Date of Award

8-2017

Document Type

Thesis

Degree Name

Master of Science (MS)

Department

Environmental Engineering and Earth Sciences

Committee Member

Dr. Michael Carbajales-Dale, Committee Chair

Committee Member

Dr. David Ladner

Committee Member

Dr. Terry Walker

Abstract

Greenhouse gas (GHG) inventories have become a popular means for colleges and universities to better understand their environmental impact and quantify sustainability efforts. Clemson University is one of the many institutions that signed the American College & University Presidents Climate Commitment, which explicitly calls for a comprehensive inventory of GHG emissions to be created. In the past, Clemson University has contracted an external consulting firm to quantify Clemson's GHG emissions, however, a transparent method of calculating emissions is needed. Carbon footprinting is an effective method to measure GHG emissions, and carbon footprinting of higher education institutions is currently an underdeveloped research area.

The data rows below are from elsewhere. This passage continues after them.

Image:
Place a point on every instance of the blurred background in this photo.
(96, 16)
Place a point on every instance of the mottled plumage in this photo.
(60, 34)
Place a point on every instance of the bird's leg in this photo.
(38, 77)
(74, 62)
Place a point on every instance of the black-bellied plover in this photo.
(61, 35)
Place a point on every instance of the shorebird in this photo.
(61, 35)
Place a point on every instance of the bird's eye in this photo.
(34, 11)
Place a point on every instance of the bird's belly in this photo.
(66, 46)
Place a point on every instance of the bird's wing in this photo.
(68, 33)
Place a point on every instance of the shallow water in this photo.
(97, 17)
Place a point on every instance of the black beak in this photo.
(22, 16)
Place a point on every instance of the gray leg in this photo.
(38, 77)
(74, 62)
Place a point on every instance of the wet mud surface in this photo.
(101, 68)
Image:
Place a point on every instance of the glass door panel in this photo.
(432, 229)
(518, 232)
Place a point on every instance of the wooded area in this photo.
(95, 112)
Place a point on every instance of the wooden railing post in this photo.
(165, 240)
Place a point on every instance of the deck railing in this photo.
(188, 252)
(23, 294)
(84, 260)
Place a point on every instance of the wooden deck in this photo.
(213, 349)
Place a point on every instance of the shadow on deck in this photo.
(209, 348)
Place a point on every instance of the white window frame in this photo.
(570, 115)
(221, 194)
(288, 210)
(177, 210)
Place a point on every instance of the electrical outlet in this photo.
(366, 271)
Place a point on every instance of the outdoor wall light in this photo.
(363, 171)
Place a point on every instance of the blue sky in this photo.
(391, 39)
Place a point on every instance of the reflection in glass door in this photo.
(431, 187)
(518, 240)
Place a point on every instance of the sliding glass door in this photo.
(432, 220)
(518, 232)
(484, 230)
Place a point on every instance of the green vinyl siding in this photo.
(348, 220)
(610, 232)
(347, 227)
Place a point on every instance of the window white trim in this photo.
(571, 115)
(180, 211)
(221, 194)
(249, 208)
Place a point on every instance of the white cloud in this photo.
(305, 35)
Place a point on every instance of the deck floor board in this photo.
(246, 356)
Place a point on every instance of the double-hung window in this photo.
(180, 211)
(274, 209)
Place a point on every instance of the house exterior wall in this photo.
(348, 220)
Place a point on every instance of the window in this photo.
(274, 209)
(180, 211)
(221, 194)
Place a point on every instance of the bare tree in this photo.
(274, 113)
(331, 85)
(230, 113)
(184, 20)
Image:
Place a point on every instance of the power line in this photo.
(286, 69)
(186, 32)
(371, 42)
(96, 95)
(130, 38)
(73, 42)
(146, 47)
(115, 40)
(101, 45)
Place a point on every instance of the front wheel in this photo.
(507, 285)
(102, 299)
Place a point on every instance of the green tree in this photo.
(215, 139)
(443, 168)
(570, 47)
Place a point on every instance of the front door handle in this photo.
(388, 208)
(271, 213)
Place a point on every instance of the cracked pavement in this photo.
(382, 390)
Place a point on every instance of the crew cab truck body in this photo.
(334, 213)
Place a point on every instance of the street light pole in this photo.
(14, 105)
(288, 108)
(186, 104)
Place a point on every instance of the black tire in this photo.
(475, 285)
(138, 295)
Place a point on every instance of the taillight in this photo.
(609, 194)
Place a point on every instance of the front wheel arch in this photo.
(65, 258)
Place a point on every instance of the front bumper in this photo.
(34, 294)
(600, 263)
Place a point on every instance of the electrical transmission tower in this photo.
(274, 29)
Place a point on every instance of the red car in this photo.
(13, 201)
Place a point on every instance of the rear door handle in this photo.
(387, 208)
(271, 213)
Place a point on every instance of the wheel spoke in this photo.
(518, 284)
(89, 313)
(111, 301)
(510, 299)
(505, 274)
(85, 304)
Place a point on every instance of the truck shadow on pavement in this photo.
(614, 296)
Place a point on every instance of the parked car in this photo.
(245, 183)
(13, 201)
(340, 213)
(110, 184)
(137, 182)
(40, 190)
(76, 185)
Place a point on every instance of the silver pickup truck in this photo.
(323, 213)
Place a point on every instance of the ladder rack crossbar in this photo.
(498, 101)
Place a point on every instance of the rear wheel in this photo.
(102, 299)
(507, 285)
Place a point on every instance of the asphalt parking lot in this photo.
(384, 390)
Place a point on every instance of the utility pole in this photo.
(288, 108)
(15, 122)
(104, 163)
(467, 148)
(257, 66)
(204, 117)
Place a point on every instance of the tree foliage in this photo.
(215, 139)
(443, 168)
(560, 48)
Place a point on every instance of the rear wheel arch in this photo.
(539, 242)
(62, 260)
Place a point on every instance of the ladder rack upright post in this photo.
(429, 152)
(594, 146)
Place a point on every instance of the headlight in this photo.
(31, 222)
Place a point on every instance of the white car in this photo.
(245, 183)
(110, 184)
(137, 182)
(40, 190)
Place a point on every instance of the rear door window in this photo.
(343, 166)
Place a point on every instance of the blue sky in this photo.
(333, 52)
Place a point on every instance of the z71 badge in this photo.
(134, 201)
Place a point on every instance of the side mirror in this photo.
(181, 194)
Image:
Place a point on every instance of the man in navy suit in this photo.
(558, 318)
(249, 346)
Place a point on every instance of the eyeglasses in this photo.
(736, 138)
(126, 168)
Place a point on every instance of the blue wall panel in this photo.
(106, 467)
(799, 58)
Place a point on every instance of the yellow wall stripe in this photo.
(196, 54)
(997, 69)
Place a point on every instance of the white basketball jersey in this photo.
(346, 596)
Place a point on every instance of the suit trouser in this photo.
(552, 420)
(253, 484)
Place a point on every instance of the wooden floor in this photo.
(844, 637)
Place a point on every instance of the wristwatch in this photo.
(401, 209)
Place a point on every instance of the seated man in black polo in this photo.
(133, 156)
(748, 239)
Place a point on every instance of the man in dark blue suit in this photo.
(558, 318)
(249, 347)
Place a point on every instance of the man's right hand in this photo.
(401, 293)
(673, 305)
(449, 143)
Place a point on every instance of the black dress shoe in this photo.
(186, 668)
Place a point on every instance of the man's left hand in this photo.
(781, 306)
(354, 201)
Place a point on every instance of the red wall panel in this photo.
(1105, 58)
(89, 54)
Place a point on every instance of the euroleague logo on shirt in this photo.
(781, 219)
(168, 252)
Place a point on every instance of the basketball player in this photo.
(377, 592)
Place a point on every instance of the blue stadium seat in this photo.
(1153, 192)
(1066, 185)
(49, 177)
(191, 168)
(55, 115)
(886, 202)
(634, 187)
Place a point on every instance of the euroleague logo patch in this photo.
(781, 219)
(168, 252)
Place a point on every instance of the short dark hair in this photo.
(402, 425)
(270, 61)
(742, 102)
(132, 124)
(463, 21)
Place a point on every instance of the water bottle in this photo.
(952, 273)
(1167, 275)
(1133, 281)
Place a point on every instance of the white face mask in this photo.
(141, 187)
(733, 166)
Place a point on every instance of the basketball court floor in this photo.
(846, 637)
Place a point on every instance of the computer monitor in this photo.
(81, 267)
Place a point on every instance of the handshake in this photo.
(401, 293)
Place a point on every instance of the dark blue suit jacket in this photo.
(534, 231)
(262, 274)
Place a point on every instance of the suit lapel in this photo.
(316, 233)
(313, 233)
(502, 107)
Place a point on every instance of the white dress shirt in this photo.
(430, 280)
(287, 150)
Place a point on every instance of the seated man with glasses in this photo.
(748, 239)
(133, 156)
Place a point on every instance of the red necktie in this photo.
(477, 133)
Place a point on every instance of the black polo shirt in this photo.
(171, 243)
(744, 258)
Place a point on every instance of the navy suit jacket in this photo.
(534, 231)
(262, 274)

As a contribution to efforts on the subject, this research presents the carbon footprint for Clemson University's main campus. This footprint was built using a consumption-based, hybrid life cycle assessment approach and included scope 1 (direct), 2 (indirect from electricity), and 3 (other indirect) GHG emissions. The scope 1 emissions include steam generation, refrigerant usage, univeristy owned vehicles, univeristy owned aircraft, fertilizer application, and wastewater treatment. Scope 2 is electricity generation. Then, scope 3 includes electricity life cycle, transmission and distibution losses, commuting, univeristy related travel, paper usage, waste and recycling transportation, wastewater treatment chemicals, and water treatment. The total carbon footprint of Clemson University's main campus in 2014 was calculated to be 95,000 metric tons CO2-e, sources of uncertainty include data quality and the streamlined life cycle assessment approach. This research found that 49% of GHG emissions were from electricity related activities, while fossil fuel dependent activities such as automotive commuting (18%), steam generation (16%), and university related travel (13%) added significantly to the footprint. Overall, creating a reproducible baseline carbon footprint can be used to compare Clemson against other higher education institutions, while helping develop goals, strategies, and policies to reduce emissions. The high emissions related to electricity could be decreased through increased renewable energy sourcing. Therefore, as a further component of this research, LiDAR data was utilized in GIS to demonstrate campus rooftop photovoltaic potential.